“A bright thought, truly. When a man was looking for a seat, why not try a place where the law is occasionally heard of?”
“I’m sure I can give you no information on that head; nor have I ever heard how Sir George came to learn that such a place as Galway existed.”
“I believe I can enlighten you,” said Power. “Lady Dashwood—rest her soul!—came west of the Shannon; she had a large property somewhere in Mayo, and owned some hundred acres of swamp, with some thousand starving tenantry thereupon, that people dignified as an estate in Connaught. This first suggested to him the notion of setting up for the county, probably supposing that the people who never paid in rent might like to do so in gratitude. How he was undeceived, O’Malley there can inform us. Indeed, I believe the worthy general, who was confoundedly hard up when he married, expected to have got a great fortune, and little anticipated the three chancery suits he succeeded to, nor the fourteen rent-charges to his wife’s relatives that made up the bulk of the dower. It was an unlucky hit for him when he fell in with the old ‘maid’ at Bath; and had she lived, he must have gone to the colonies. But the Lord took her one day, and Major Dashwood was himself again. The Duke of York, the story goes, saw him at Hounslow during a review, was much struck with his air and appearance, made some inquiries, found him to be of excellent family and irreproachable conduct, made him an aide-de-camp, and, in fact, made his fortune. I do not believe that, while doing so kind, he could by possibility have done a more popular thing. Every man in the army rejoiced at his good fortune; so that, after all, though he has had some hard rubs, he has come well through, the only vestige of his unfortunate matrimonial connection being a correspondence kept up by a maiden sister of his late wife’s with him. She insists upon claiming the ties of kindred upon about twenty family eras during the year, when she regularly writes a most loving and ill-spelled epistle, containing the latest information from Mayo, with all particulars of the Macan family, of which she is a worthy member. To her constant hints of the acceptable nature of certain small remittances, the poor general is never inattentive; but to the pleasing prospect of a visit in the flesh from Miss Judy Macan, the good man is dead. In fact, nothing short of being broke by general court-martial could complete his sensations of horror at such a stroke of fortune; and I am not certain, if choice were allowed him, that he would not prefer the latter.”
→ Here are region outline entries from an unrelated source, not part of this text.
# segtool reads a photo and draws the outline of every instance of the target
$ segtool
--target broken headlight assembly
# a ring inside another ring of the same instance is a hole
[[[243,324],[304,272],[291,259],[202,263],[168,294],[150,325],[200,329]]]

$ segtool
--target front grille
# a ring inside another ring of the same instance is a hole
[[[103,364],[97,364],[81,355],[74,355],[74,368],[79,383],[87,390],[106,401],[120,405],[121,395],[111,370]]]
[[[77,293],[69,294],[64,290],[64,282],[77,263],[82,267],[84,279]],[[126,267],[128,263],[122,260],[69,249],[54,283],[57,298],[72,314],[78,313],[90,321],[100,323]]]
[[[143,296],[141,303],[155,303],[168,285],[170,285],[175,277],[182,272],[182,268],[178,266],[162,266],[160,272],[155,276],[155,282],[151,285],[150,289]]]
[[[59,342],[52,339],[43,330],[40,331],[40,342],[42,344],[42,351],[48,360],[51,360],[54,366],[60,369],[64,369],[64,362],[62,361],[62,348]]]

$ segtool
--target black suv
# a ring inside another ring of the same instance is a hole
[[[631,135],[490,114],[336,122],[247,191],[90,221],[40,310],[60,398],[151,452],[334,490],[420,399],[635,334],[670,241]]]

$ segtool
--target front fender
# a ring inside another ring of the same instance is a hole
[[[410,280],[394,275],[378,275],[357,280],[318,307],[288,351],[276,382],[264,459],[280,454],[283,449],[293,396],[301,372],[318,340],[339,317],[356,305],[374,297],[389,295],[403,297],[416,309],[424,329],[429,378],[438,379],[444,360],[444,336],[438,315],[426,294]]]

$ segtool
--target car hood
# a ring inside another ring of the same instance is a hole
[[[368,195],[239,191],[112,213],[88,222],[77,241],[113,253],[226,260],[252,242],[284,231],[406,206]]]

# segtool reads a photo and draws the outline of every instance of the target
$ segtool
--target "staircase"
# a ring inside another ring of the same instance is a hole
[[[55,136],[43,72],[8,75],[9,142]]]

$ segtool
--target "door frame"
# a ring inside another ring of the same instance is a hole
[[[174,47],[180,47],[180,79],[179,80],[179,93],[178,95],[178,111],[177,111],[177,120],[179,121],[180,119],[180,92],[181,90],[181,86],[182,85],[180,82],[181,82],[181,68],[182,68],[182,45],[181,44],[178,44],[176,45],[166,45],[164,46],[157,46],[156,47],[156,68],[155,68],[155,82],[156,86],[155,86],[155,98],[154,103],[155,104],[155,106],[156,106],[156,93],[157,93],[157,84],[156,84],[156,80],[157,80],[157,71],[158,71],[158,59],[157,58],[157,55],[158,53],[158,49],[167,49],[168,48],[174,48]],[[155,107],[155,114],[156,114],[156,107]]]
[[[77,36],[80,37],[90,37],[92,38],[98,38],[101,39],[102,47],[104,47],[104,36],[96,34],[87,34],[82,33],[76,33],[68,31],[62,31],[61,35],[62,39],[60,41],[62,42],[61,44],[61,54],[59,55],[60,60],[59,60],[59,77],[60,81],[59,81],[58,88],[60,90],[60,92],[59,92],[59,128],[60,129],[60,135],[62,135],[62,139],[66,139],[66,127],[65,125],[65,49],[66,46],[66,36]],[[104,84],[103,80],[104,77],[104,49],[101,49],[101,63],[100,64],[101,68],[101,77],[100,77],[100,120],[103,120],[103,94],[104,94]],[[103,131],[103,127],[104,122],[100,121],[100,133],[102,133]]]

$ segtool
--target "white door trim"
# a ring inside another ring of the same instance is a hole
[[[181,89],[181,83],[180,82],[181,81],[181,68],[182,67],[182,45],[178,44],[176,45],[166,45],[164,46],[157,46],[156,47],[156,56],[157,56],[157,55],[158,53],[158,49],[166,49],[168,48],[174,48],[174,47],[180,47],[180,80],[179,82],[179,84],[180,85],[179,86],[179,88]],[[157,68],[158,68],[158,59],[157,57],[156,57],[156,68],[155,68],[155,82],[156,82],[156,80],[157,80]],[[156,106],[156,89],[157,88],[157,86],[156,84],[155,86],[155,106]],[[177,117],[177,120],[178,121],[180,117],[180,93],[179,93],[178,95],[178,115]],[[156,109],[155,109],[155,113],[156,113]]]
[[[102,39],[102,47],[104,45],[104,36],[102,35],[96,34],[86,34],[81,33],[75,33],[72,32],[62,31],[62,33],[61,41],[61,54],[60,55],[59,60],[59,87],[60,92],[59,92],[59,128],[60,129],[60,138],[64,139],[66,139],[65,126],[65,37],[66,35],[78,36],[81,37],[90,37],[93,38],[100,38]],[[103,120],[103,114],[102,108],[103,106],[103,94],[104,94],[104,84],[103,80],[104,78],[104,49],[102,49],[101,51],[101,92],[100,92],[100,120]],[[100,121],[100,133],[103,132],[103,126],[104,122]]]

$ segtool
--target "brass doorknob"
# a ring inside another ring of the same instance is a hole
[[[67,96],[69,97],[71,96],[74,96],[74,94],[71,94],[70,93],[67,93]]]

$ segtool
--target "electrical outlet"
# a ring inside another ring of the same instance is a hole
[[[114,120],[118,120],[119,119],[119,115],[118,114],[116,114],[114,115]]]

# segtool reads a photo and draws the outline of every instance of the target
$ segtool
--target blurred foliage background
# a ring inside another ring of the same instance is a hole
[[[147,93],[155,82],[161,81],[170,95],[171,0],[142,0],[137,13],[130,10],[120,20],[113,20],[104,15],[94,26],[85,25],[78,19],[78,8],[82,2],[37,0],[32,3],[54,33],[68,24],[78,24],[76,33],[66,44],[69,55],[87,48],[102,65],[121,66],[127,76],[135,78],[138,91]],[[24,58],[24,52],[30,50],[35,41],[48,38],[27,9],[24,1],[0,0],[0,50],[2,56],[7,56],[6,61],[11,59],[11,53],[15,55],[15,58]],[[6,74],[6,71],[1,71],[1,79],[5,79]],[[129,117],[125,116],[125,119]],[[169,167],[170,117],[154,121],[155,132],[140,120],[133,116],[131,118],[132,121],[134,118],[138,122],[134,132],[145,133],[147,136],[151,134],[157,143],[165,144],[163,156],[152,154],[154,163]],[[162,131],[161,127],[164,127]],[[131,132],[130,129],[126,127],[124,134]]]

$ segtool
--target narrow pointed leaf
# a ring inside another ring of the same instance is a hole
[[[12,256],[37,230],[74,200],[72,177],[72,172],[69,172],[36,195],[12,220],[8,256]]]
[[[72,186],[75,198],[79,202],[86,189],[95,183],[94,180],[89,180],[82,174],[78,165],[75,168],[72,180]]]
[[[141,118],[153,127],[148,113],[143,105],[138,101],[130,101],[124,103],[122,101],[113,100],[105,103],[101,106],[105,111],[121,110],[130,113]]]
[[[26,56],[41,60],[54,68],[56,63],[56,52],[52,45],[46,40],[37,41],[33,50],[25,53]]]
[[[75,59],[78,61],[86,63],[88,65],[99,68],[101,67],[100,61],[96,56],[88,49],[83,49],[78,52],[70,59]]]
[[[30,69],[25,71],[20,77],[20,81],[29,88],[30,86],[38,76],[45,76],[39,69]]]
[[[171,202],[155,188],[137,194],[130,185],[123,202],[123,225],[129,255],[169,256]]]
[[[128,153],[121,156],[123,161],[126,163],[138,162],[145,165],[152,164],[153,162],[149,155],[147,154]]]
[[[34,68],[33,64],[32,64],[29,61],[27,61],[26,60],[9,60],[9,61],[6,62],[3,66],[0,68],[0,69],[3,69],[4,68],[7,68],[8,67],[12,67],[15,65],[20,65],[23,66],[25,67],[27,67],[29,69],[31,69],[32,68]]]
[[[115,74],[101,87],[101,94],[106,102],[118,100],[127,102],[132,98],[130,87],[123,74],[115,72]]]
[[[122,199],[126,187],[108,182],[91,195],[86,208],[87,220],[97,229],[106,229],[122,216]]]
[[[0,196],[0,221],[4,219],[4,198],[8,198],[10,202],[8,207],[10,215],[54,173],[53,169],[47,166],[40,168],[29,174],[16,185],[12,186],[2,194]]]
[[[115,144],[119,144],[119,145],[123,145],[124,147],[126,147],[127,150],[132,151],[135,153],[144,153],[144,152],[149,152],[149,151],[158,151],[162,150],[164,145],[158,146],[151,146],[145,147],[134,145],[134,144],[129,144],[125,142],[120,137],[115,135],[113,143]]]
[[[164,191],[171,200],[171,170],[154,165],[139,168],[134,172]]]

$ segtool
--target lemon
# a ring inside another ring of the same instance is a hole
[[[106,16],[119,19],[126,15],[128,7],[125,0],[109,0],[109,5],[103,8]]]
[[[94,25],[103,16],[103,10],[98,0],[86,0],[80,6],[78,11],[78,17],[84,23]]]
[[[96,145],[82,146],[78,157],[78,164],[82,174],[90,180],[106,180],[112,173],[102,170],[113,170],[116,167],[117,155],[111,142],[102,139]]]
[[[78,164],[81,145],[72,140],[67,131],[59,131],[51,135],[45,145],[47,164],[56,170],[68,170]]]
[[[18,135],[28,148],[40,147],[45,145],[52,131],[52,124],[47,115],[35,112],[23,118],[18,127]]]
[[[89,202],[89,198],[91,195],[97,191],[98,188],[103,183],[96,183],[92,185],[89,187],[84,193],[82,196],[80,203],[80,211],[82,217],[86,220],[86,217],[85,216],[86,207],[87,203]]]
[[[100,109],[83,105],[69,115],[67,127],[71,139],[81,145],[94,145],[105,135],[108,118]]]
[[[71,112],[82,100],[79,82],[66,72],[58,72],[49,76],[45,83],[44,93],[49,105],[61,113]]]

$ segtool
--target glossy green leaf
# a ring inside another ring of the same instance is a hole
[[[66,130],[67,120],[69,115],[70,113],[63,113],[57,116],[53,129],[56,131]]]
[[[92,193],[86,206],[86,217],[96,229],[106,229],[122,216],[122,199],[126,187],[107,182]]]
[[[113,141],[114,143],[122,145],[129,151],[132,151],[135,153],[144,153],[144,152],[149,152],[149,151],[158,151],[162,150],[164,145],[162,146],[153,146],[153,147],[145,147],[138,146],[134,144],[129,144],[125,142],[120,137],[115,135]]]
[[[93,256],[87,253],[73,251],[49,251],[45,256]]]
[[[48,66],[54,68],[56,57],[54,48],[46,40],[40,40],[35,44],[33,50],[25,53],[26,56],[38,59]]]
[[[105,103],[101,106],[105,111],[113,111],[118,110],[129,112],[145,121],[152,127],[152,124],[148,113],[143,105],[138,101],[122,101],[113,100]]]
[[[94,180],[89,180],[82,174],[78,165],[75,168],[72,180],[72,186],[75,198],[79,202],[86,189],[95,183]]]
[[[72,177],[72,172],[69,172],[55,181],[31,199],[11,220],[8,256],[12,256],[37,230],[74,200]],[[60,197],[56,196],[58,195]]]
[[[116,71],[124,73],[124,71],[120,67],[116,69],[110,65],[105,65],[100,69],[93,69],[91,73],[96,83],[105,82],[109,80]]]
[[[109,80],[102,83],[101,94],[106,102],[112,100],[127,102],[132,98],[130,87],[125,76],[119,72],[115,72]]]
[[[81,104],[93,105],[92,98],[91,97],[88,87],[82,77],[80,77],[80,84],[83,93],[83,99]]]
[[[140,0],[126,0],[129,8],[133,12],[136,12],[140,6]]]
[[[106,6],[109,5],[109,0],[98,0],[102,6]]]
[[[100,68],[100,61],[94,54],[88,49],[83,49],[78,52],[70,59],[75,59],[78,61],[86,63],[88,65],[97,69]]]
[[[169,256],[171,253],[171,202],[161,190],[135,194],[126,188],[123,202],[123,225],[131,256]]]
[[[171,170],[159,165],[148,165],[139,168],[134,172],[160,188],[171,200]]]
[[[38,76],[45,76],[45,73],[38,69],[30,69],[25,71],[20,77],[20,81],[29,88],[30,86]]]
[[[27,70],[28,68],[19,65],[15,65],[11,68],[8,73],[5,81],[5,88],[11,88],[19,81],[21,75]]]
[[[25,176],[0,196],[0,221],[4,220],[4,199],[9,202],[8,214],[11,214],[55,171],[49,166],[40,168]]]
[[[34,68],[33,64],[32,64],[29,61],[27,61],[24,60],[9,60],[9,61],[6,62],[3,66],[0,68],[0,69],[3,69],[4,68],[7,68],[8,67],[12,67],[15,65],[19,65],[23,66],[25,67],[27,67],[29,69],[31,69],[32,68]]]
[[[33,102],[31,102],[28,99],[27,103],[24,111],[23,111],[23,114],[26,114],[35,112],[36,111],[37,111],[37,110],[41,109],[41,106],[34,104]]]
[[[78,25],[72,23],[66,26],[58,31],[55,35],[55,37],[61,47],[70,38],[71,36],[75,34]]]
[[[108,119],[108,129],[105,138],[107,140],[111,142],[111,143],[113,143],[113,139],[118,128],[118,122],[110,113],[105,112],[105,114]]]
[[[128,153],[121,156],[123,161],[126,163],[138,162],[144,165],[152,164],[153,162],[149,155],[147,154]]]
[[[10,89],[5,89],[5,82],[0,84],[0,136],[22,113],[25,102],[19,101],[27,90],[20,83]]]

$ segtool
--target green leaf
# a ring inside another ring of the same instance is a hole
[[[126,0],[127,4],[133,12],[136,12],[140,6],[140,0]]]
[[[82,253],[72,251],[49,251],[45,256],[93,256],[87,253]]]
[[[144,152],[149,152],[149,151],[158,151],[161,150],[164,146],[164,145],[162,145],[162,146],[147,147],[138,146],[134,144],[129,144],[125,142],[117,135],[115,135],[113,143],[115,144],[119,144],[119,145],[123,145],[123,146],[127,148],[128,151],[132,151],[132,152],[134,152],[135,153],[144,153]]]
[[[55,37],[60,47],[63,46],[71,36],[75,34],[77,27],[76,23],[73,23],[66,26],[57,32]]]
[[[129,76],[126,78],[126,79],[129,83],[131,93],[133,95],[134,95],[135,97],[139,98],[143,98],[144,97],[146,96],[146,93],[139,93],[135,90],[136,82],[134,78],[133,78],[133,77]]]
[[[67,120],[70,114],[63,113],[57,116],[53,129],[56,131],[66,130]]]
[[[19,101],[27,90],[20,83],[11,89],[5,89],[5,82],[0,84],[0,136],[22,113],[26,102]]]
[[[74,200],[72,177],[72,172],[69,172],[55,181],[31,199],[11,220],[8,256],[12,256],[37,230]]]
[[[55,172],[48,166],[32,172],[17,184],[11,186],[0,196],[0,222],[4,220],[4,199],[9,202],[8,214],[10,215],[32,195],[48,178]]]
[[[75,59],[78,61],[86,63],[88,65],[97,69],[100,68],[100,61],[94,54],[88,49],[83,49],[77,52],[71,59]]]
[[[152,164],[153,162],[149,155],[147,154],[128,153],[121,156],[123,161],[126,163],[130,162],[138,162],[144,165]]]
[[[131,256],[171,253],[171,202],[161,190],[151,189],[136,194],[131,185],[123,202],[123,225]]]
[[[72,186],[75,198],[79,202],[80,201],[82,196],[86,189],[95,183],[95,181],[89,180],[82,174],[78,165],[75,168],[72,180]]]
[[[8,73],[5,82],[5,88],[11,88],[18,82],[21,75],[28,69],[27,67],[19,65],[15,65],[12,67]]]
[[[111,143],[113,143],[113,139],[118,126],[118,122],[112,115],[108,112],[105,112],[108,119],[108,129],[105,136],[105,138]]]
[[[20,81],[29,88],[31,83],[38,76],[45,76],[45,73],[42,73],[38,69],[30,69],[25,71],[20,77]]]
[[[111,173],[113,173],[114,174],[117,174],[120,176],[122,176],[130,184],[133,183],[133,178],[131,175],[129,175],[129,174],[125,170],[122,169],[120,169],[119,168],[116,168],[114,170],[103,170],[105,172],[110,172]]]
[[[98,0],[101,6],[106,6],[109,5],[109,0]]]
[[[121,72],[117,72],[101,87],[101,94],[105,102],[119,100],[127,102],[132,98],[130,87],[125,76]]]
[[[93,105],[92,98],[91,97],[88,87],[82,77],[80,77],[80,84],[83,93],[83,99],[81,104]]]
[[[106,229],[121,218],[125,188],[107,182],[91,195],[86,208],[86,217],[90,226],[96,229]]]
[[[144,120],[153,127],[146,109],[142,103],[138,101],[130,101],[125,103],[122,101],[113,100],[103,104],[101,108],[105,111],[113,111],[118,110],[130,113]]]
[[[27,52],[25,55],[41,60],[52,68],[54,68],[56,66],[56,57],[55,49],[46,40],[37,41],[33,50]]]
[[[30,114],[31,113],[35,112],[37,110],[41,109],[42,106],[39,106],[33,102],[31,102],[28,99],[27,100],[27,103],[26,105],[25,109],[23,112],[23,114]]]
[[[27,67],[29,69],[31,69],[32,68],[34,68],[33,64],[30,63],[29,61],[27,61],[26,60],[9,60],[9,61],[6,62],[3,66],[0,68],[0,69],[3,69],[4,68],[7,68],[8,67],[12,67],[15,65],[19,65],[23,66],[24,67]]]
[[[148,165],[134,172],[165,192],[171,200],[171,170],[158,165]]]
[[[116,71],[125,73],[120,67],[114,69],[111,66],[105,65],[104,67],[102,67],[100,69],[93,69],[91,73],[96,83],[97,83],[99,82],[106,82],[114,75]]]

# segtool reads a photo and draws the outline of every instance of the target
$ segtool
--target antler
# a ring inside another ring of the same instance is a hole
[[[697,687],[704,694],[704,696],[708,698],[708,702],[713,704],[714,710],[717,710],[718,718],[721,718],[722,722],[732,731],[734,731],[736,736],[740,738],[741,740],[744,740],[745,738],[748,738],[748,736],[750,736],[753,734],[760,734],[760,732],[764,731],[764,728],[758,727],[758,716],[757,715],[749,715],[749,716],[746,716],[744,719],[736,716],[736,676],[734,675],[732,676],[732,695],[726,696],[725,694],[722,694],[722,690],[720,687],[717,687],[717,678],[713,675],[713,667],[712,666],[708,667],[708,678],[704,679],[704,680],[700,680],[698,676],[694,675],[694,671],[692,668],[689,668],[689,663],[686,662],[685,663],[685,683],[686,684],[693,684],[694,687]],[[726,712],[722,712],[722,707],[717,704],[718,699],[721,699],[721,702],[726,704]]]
“Then he has never yet seen her?” said Webber.
“Never,” replied Power; “and he hopes to leave Ireland without that blessing, the prospect of which, however remote and unlikely, has, I know well, more than once terrified him since his arrival.”
“I say, Power, and has your worthy general sent me a card for his ball?”
“Not through me, Master Frank.”
“Well, now, I call that devilish shabby, do you know. He asks O’Malley there from my chambers, and never notices the other man, the superior in the firm. Eh, O’Malley, what say you?”
“Why, I didn’t know you were acquainted.”
“And who said we were? It was his fault, though, entirely, that we were not. I am, as I have ever been, the most easy fellow in the world on that score, never give myself airs to military people, endure anything, everything, and you see the result; hard, ain’t it?”